The Harrow Road is not one of London's more inspiring features, but you'd be a fool to write it off. One of the jewels in the London interiors crown, Retrouvius, made its home there over 20 years ago. Like me, you might delight in the 'New Stock Emails' that Retrouvius send out. But where the real excitement starts is entering the shop. Adam Hill, one half of Retrouvius, who runs the salvage side of things, was kind enough to show me around. Thank goodness he did, as the place is a rabbit warren that anyone who has the slightest bit of interest in antiques and salvage could happily spend the day. The salvaged worktops alone would cause me to malfunction.
While we walked around the shop, Adam showed me the many different iterations the rooms had taken; the kitchen that was once downstairs was now being filled up with stacks of chairs. It had been relocated to the first floor to a light-filled room painted a delicious butterscotch colour, which Rose (who works with Adam) said with trepidation that the stock was photographing a little too well against, perhaps she was forwarning another change. While we walked around, I constantly stopped in my tracks to admire different pieces, he would say nonchalantly, 'They called me up, said I had a day to collect it. It would seem so many of these redevelopers have grand plans for the future of their buildings and hold little store in the past. Retrouvius' speed and know-how have seen them save Heathrow's Terminal Two entire concourse floor of 2,000 square metres of rare Hopton Wood fossil limestone, a quarter of a km of Victorian adjustable shelving & many copper light panels and doors from the University of the Arts building. These architectural relics will often end up on the tip if Adam doesn't get there in time.

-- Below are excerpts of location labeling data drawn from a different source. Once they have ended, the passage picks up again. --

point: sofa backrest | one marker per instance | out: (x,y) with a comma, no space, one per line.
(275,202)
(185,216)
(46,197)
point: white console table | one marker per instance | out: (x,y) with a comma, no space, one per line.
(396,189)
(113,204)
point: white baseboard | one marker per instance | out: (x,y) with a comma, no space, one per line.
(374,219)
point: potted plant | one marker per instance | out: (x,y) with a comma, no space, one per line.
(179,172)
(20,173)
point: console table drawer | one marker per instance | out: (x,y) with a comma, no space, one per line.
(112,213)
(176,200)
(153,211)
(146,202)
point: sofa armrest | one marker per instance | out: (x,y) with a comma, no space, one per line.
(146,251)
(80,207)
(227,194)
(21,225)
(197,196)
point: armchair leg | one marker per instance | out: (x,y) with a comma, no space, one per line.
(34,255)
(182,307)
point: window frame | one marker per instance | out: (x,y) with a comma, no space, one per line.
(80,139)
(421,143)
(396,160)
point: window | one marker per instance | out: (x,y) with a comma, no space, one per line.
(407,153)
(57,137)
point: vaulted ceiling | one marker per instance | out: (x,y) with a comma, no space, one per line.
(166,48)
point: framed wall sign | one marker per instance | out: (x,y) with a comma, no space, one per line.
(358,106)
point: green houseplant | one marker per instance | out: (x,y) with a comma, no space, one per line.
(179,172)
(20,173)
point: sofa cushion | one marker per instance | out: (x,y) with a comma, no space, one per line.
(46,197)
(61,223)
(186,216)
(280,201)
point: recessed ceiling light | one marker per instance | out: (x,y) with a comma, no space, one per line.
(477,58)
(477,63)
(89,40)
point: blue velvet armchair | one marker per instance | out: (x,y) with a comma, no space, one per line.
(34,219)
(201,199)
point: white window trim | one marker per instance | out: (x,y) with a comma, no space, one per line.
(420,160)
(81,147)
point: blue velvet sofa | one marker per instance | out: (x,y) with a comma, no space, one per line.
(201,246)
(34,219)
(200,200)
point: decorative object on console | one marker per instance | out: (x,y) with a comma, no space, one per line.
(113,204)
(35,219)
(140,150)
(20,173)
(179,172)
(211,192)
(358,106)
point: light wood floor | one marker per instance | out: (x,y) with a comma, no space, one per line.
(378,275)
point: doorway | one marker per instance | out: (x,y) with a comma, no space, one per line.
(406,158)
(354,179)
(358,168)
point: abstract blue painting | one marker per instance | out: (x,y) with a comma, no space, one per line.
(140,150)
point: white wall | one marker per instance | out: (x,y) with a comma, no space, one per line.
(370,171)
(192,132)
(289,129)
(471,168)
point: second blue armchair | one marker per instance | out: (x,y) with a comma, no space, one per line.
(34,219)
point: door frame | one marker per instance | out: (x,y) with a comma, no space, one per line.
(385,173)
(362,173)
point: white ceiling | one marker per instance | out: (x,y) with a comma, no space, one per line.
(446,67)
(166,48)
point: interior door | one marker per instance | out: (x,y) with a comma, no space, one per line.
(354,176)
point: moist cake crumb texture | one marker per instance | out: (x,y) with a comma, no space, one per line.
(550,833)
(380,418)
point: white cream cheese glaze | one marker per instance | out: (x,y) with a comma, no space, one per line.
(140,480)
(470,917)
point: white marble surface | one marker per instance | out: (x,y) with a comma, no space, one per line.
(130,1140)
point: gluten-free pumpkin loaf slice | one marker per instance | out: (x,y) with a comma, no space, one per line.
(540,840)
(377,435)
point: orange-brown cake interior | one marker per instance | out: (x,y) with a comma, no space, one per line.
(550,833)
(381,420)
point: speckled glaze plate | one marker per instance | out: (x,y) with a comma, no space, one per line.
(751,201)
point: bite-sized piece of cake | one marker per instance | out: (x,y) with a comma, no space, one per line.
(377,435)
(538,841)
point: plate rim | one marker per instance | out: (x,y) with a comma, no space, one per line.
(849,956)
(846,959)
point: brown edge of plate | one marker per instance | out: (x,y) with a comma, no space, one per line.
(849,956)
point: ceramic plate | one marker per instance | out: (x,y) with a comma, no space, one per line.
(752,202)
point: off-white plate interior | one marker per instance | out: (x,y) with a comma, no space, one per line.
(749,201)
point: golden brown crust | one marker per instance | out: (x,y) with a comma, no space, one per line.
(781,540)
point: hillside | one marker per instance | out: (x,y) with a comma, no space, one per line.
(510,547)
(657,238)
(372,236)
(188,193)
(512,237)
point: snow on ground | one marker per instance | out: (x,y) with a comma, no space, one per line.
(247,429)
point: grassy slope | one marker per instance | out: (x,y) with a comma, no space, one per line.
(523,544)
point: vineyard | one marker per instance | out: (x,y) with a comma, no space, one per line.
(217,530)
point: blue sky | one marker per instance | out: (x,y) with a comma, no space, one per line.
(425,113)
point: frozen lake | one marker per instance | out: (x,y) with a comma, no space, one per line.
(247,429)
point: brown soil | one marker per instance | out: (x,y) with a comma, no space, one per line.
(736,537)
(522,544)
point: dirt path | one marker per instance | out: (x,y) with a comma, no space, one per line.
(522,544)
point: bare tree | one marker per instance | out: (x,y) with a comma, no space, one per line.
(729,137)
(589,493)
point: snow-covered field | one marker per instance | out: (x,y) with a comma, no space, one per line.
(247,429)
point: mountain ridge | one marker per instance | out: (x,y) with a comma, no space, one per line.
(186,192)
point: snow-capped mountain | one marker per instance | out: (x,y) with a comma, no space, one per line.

While I sit listening to Adam recount these many close shaves, I wonder at my frivolity. Having recently moved into a house, I have uttered what we both decided was a particularly dangerous sentiment, 'I just want to make it mine'. This need to impress ourselves on the buildings we inhabit means much of the architectural elements and design get tossed aside, making way for our new, modified piece, which is more to our liking but inevitably not the next owner's taste. So it should come as no surprise that it is 'estimated that only 1% of building materials are currently from reclaimed sources'. After this meeting, I decided to keep the kitchen we had inherited and the tiles in the bathroom. Both of which are not a bit of me, but do they need to be? Ah, not a string we want to pull too heavily on, but good to keep in mind. All this leaves me to say, of course, Retrouvius is a Top Shop and a marvellous place to start when thinking about your home.